# 10 gal A. hentzi setup completed tonight :)



## Mindibun (Jul 1, 2014)

I posted recently about the "perfect A hentzi cage" and got a few responses but not exactly the inspiration I was looking for. Good advice, but not much inspiration. So, I drew inspiration from outside and played around with some fake decor as well as some real branches, rocks, etc that I collected from pesticide-free areas and bleached, baked, soaked, and otherwise obliterated for about a week to sanitize them. I put the finishing touches on it tonight and moved Henny in (short for Hennessy, like the alcohol, because "hentzi" sounds like "Henny" and also because I love alcohol...). Hopefully she likes it. The substrate is a mix of 3:1 eco-earth and sanitary play sand. I know how everyone feels about sand, but I have used it before for SOME species and with the right species I feel it actually improves the substrate composition and their burrows hold up better. 

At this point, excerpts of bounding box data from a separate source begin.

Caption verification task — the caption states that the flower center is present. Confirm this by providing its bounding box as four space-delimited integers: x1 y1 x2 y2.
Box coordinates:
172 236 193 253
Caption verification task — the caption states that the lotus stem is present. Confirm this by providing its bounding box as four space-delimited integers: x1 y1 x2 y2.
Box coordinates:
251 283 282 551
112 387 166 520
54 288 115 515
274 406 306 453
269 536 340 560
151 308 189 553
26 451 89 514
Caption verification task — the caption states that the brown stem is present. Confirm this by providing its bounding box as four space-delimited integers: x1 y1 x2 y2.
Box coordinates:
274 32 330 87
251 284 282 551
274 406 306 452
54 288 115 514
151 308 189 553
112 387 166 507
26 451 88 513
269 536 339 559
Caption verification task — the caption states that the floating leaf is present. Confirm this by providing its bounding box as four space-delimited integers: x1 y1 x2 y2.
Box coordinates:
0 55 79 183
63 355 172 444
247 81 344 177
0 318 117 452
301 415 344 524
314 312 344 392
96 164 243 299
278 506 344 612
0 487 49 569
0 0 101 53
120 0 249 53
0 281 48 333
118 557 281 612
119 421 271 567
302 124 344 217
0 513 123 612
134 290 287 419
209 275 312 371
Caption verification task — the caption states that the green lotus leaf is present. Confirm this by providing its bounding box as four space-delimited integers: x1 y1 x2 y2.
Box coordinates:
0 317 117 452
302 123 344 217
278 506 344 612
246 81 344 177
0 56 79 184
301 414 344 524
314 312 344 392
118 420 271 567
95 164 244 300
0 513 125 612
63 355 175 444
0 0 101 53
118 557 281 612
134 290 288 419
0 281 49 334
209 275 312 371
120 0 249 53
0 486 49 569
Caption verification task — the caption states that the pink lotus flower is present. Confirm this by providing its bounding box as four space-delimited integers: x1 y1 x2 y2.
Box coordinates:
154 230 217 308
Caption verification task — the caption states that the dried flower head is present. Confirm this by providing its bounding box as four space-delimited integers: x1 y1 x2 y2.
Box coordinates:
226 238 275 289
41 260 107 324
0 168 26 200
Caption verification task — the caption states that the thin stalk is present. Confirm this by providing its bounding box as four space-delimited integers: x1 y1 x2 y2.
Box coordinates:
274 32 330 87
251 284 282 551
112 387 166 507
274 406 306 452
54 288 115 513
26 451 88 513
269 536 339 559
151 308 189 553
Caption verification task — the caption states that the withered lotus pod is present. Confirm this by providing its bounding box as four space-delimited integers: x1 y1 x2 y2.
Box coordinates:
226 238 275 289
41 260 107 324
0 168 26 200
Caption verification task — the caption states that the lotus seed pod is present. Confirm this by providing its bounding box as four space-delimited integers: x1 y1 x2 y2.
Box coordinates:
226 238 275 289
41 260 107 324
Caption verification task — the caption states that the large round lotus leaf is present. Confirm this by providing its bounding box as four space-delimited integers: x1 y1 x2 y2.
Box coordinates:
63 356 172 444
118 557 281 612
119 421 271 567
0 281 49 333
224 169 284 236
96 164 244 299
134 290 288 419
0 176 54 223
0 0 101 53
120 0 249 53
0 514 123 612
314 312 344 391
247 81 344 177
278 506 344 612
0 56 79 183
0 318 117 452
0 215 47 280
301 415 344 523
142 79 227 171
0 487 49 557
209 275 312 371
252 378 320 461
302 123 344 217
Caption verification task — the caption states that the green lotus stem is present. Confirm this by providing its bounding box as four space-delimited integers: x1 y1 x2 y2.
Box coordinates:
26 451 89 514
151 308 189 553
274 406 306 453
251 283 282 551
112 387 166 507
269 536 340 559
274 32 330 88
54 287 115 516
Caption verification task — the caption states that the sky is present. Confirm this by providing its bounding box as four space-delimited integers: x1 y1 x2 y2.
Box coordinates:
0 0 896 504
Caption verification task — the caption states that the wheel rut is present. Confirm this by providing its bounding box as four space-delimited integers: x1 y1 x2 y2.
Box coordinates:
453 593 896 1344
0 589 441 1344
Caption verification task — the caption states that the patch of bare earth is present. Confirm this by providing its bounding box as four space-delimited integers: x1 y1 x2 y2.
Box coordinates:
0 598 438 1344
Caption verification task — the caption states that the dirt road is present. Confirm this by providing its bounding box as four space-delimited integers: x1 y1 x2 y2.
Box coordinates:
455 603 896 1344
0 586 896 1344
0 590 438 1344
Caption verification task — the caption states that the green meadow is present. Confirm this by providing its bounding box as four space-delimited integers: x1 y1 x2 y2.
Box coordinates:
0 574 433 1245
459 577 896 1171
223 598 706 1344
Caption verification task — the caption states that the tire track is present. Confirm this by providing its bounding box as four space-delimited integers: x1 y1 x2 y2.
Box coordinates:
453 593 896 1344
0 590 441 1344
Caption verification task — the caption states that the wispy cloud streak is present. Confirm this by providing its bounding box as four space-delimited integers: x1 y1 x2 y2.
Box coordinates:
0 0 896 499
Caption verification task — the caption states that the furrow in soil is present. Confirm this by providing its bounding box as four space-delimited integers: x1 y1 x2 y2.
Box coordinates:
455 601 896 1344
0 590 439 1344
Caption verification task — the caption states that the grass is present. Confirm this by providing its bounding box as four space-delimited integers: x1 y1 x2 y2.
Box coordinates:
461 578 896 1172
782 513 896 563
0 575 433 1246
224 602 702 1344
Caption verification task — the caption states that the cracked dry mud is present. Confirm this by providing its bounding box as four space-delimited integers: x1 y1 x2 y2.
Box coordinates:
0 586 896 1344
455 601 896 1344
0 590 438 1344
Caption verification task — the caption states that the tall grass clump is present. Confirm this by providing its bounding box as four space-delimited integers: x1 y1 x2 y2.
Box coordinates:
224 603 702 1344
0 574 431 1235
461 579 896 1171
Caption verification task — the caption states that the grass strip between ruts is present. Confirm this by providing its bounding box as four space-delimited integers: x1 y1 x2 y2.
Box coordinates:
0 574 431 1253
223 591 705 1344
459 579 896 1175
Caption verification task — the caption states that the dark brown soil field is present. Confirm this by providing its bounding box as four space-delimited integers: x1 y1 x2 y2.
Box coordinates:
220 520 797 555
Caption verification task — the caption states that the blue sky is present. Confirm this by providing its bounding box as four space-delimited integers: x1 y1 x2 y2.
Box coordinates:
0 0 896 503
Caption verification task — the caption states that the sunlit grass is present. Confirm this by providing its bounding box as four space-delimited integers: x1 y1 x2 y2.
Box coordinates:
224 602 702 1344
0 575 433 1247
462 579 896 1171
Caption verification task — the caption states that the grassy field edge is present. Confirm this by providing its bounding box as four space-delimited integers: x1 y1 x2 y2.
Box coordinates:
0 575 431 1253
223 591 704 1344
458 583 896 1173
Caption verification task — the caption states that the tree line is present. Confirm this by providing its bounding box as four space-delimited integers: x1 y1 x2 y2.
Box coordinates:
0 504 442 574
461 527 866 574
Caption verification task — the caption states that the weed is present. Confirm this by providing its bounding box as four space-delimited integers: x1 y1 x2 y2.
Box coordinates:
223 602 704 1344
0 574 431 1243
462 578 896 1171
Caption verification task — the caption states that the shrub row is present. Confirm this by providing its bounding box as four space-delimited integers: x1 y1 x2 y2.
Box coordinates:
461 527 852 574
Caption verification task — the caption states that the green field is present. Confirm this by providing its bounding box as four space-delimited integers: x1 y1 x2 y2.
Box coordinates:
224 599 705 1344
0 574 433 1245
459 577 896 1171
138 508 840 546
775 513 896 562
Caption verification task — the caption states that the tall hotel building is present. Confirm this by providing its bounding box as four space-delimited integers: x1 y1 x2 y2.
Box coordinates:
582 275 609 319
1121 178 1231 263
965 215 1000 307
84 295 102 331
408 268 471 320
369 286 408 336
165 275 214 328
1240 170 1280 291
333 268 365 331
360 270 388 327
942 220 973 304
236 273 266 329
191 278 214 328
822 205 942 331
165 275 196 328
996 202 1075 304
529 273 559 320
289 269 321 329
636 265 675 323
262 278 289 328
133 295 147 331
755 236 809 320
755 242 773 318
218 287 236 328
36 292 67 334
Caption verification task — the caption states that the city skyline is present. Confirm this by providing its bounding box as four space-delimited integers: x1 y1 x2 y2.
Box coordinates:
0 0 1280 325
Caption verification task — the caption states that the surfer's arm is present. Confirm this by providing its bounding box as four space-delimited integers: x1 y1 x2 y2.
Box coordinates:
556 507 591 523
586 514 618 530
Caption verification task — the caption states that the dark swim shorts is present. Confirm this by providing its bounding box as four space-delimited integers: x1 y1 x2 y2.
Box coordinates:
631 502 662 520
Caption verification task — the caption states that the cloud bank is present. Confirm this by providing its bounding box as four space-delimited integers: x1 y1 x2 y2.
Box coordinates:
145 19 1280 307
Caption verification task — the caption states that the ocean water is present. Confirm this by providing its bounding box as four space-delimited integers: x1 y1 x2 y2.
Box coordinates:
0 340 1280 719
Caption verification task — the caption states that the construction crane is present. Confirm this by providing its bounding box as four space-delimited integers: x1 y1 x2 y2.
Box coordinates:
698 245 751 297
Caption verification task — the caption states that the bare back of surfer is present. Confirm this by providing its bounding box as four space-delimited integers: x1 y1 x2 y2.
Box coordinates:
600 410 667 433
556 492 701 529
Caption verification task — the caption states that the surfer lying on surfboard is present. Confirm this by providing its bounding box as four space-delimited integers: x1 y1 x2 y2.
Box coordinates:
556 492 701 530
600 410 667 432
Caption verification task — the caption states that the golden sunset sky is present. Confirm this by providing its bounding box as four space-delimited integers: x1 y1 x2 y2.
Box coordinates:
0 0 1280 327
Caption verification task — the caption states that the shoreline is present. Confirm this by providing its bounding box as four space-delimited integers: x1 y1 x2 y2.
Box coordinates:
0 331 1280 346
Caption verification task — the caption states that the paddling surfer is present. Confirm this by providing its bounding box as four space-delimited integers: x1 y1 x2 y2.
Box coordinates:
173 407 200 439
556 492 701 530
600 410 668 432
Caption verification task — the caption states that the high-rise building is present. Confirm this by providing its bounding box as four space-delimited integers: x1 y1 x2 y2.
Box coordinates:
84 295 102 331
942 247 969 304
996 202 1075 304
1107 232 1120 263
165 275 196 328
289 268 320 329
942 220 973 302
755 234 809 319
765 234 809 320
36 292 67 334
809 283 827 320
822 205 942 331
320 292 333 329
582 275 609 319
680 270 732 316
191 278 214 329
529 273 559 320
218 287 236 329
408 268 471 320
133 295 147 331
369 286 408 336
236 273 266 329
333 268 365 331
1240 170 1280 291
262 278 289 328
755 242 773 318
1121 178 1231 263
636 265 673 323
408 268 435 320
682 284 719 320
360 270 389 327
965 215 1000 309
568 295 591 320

First off, here's my beautiful girly:






And the enclosure:






Here's Henny exploring:

Reactions: Like 2


----------



## NoahThomas43 (Jul 1, 2014)

Very natural looking enclosure! Henny must feel at home!


----------



## HungryGhost (Jul 1, 2014)

Very nice! I'm sure she'll have a long happy life in that set up. My a. hentzi is only 1/4", I have a long way to go before an enclosure like that.


----------



## skippydude (Jul 1, 2014)

It's beautiful :cry:


----------



## shamilt1 (Aug 10, 2014)

Wow, nice setup. I also have a ways to go with my a hentzi. Currently about .5 inch and a heck of a digger for a little bugger.


----------



## Akai (Aug 11, 2014)

yeah i got two .5 inch slings myself.  This is going to be a long while but worth the wait.  Thanks for sharing.  :biggrin:


----------